Итак… Рассказ. Автор представляет нам героя, причем мы видим человека, вполне нравственного, не искателя мимолетных приключений.
Читаем…
«Мне было 26 лет, когда началась война, которую в непонятном ослеплении мы долго называли великой. Мой зять и отец были военными. Я с детства воспитывал в себе убеждение, что высшее проявление человеческого благородства есть военная доблесть. Когда мобилизация оторвала меня от семьи, я ушел на фронт с чувством радости и исполненного долга. Оно было так велико, что моя жена была готова разделить со мной горделивую радость. Мы были женаты три года. У нас были спокойные чувства, может быть, не слишком страстных, но любящих друг друга крепкой, реальной любовью здоровых людей, не ищущих связей на стороне. Новизна ощущений новой обстановки успела уже остыть во мне, и разлука стала тяготить меня».

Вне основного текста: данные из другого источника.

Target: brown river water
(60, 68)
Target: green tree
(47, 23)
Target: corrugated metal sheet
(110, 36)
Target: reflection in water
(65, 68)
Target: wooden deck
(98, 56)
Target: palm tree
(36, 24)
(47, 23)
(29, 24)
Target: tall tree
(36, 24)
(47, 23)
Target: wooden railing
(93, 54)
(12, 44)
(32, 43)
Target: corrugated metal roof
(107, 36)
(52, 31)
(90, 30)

Слог лаконичен, повествование выдержано. И мысли автора вполне добропорядочны. Да, именно автора, ибо в каждого своего героя автор вносит частичку себя.
Итак, продолжаем…
«Однако на фронте, вдали от жены, я оставался безупречно верен ей. Пожалуй, во многом это можно объяснить тем, что рано женившись, я не поддавался влиянию слишком легкомысленной пустой жизни, которой жили многие мои однополчане».

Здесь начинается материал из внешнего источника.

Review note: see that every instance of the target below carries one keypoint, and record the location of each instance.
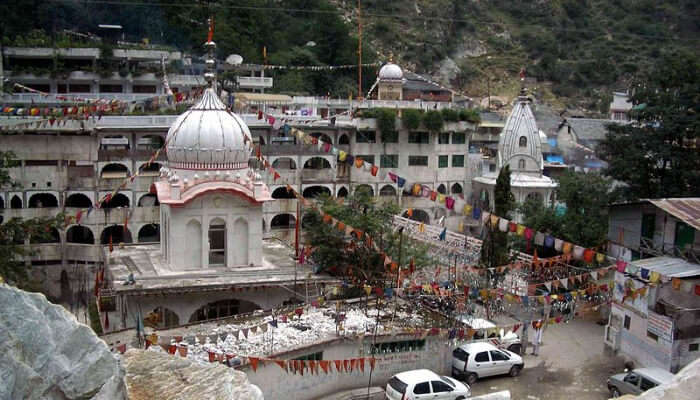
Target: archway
(78, 200)
(317, 163)
(43, 200)
(79, 234)
(119, 200)
(284, 163)
(283, 221)
(117, 233)
(148, 200)
(222, 309)
(149, 233)
(15, 202)
(418, 215)
(366, 189)
(387, 190)
(315, 191)
(282, 193)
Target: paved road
(572, 365)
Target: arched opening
(161, 318)
(418, 215)
(387, 190)
(317, 163)
(282, 193)
(315, 191)
(240, 237)
(117, 233)
(194, 247)
(78, 200)
(119, 200)
(49, 236)
(283, 221)
(152, 169)
(79, 234)
(217, 242)
(365, 189)
(150, 143)
(149, 233)
(322, 137)
(114, 171)
(222, 309)
(148, 200)
(43, 200)
(284, 163)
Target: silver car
(637, 381)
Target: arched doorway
(78, 200)
(149, 233)
(79, 234)
(222, 309)
(43, 200)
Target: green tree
(352, 257)
(656, 155)
(15, 231)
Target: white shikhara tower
(519, 147)
(210, 200)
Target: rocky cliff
(46, 354)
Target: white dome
(208, 133)
(391, 71)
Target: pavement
(572, 364)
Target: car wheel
(514, 370)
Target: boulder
(158, 375)
(45, 353)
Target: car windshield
(448, 381)
(397, 385)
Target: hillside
(577, 50)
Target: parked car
(476, 360)
(637, 381)
(425, 384)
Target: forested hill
(578, 50)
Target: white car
(476, 360)
(425, 384)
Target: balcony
(254, 82)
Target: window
(419, 137)
(417, 161)
(366, 137)
(217, 242)
(389, 161)
(422, 388)
(367, 158)
(440, 387)
(482, 357)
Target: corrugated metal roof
(669, 266)
(685, 209)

Здесь можно вспомнить произведения Куприна, прежде всего «Поединок».
«Проводник внес мой чемодан в ярко освещенное четырехместное купе, в котором находилась одна пассажирка, очень привлекательная женщина. Я старался не выглядеть слишком навязчивым, но успел все-таки заметить чем-то опечаленное лицо.

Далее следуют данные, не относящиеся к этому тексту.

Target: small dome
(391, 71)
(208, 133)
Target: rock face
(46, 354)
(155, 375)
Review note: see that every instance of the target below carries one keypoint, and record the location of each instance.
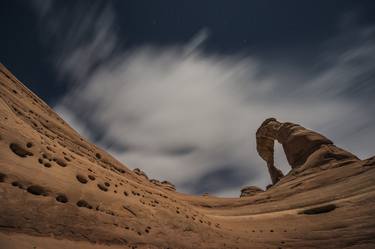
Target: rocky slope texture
(57, 190)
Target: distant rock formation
(140, 172)
(58, 190)
(298, 143)
(250, 191)
(165, 184)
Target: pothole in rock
(81, 179)
(319, 210)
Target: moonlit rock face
(58, 190)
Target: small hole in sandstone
(37, 190)
(2, 177)
(102, 187)
(83, 203)
(19, 151)
(62, 198)
(60, 162)
(81, 179)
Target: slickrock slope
(57, 190)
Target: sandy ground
(58, 190)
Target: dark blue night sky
(96, 61)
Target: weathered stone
(250, 191)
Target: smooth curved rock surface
(91, 200)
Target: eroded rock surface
(298, 143)
(250, 191)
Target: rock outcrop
(58, 190)
(164, 184)
(250, 191)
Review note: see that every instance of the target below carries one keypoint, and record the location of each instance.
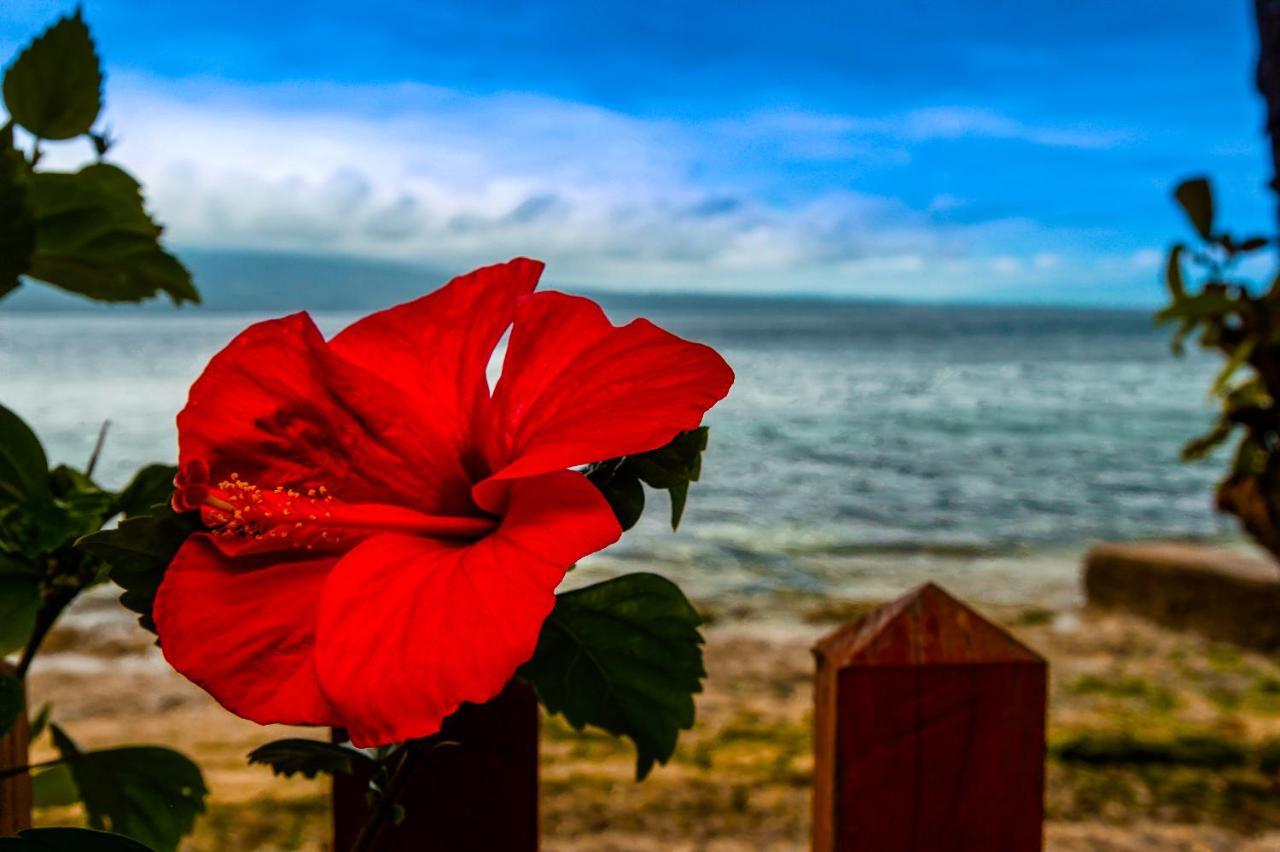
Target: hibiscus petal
(577, 389)
(435, 349)
(410, 628)
(245, 631)
(279, 410)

Пассажирский поезд на одной из станций
Глухо закрытый, с высоким воротом костюм показался мне траурным. Мысль остаться с этой женщиной наедине почему-то смутила меня. Желая скрыть это чувство, я с самым безразличным видом спросил у проводника:
– Где можно найти здесь кофе?
– В Жлобине, через два часа. Прикажете принести?»
Графоман так не напишет…
«В полумраке я старался разглядеть лицо женщины и чувствовал ее присутствие, воспринимаемое мною именно как присутствие женщины. Как будто ток установился между нами».
Действительно, точнее, чем сказано, не скажешь. Это особенно оценит тот, кому доводилось оказываться в подобных ситуациях в поезде – либо в вагоне СВ, либо случайно в обычном купе, когда два места оставались пустыми.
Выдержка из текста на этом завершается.